4) We must be clear about predictions that come before and after data were viewed. This is known as a priori and post hoc hypothesizing, respectively. The latter is not considered an independent test of an idea using observations – the core of pure science. You must be careful not to fall into the trap of using data to provide an explanation: data is evidence.
Huron comes from his own viewpoint, having worked with big data-sets for decades. He suggests (and I can confirm from my own experience) that the hardest thing for a young researcher when presented with big data is RESIST THE URGE to dive right in and start swimming around in the notes, numbers or words. The data is a finite resource – you can exhaust it if you don’t go in there with a formal set of hypotheses and a structured plan of analysis.
Another important idea is to keep records. I have been working with qualitative analysis of large data-sets for the past couple of years and I have come to realize the importance of note-taking. You can easily forget your train of thought to post hoc theorizing. A trail of breadcrumbs in the form of your notes is a good way to keep you in sight of your hypotheses and to understand better at the end how you came to your conclusions.
Huron also suggests that music big data analysis is best done in an idiosyncratic fashion. Meaning that you might pick the work of one composer, period or culture to work on and then aim to compare/test this data with other samples. Thus ensuring each test across data-sets has optimal independence.
On a sad note, Huron laments the problems of music access. Public domain access to top-quality critical editions in music is limited and unlikely to be opened any time soon. The example given in the paper is that of Shostakovich. Under current laws most scholars simply cannot afford a copy of his complete works. Copyright is a thorny issue, fought hard on both sides, but it limits music big data in a way that will stall our study of modern composers for a generation.
Huron speculates that it may take about 50 years to reach 90% availability for non-commercial and commercial music archives to become available online. Digitization of score marches on, hampered by limited budgets but boosted by hard working, driven musicologists and archivists.

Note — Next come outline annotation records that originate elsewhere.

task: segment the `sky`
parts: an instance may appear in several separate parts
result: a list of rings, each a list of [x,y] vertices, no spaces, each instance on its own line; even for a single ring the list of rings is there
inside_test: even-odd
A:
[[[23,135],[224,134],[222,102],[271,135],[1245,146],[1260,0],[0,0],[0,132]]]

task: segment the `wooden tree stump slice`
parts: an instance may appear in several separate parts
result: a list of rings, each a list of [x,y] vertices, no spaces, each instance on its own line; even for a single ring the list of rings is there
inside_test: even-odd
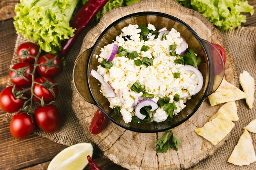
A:
[[[128,14],[144,11],[166,13],[177,17],[191,26],[202,39],[225,47],[221,33],[202,15],[171,0],[141,1],[131,6],[117,8],[104,15],[99,24],[84,38],[80,53],[91,47],[102,31],[112,22]],[[234,62],[227,49],[225,79],[237,85]],[[103,96],[102,96],[103,97]],[[84,133],[102,150],[107,158],[130,170],[179,170],[194,166],[212,155],[222,146],[228,136],[216,146],[198,135],[194,130],[202,127],[220,108],[211,107],[208,99],[188,120],[173,129],[182,142],[179,150],[169,149],[166,153],[157,153],[155,141],[163,132],[140,133],[126,130],[112,122],[98,135],[92,134],[90,123],[97,108],[83,100],[73,89],[72,107]]]

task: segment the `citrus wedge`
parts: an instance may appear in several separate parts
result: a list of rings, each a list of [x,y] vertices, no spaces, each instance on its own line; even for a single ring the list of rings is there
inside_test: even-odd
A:
[[[88,164],[87,156],[92,156],[92,144],[81,143],[61,151],[52,160],[47,170],[82,170]]]

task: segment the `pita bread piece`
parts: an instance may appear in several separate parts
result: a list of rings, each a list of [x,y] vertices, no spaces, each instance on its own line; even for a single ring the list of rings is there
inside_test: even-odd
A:
[[[245,99],[246,104],[249,108],[252,108],[254,101],[254,79],[251,76],[248,72],[244,70],[243,73],[239,75],[239,82],[244,91],[248,95]]]
[[[252,138],[249,132],[245,130],[227,161],[234,165],[243,166],[249,165],[255,161],[256,156]]]
[[[248,125],[244,128],[244,129],[249,132],[256,133],[256,119],[249,123]]]
[[[233,84],[223,79],[219,88],[208,96],[212,106],[220,103],[245,99],[247,95]]]
[[[209,121],[214,119],[219,114],[222,114],[224,116],[232,121],[237,121],[239,119],[237,115],[237,108],[235,101],[226,103],[219,109],[216,114],[210,118]]]
[[[213,145],[218,144],[229,134],[235,126],[227,117],[219,114],[211,121],[207,122],[204,126],[195,131]]]

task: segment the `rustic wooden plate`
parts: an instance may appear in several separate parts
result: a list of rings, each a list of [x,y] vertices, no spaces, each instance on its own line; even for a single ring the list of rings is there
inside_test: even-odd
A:
[[[117,8],[104,15],[99,24],[85,37],[80,54],[91,47],[104,29],[114,21],[128,14],[144,11],[160,12],[177,17],[188,24],[202,38],[225,46],[221,33],[199,13],[184,8],[173,0],[150,0]],[[238,82],[236,78],[234,60],[225,50],[227,53],[225,78],[236,85]],[[149,170],[189,168],[213,154],[225,143],[223,140],[213,146],[194,131],[202,126],[220,107],[211,107],[207,99],[190,119],[173,129],[173,132],[182,142],[178,151],[170,149],[166,153],[157,153],[155,141],[163,132],[139,133],[126,130],[110,122],[102,132],[97,135],[92,134],[89,128],[97,108],[83,100],[74,89],[73,92],[73,109],[84,133],[98,146],[105,156],[126,168]]]

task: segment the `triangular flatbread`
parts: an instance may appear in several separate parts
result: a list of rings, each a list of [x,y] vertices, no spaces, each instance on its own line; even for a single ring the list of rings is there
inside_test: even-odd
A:
[[[246,104],[249,108],[252,108],[252,104],[254,101],[254,88],[255,82],[254,79],[246,71],[243,71],[239,75],[239,82],[244,91],[248,97],[245,99]]]
[[[227,161],[234,165],[243,166],[249,165],[255,161],[256,156],[252,138],[248,131],[245,130]]]
[[[256,119],[252,120],[244,128],[249,132],[256,133]]]
[[[234,126],[235,124],[229,119],[220,114],[195,131],[213,145],[216,145],[229,134]]]
[[[226,103],[219,109],[216,114],[210,118],[209,121],[214,119],[219,114],[223,114],[224,116],[232,121],[237,121],[239,119],[237,115],[237,108],[235,101]]]
[[[220,103],[245,99],[247,97],[245,93],[223,79],[219,88],[208,98],[211,105],[213,106]]]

In another way, academia is sadly falling behind commercial industries who already have vast access to people’s music listening habits thanks to hidden music tracking software on our personal computers – a use of technology that would not likely pass any psychology ethics review board at present.
Despite the pitfalls and dangers however, there is huge promise in the power of big data for music psychology. Our research resources for musical understanding are increasing by the second in the digitized age and these new methods and techniques, hand in hand with classical empirical lessons and warnings, can bring a new light on age-old questions regarding our music creation and listening behaviours.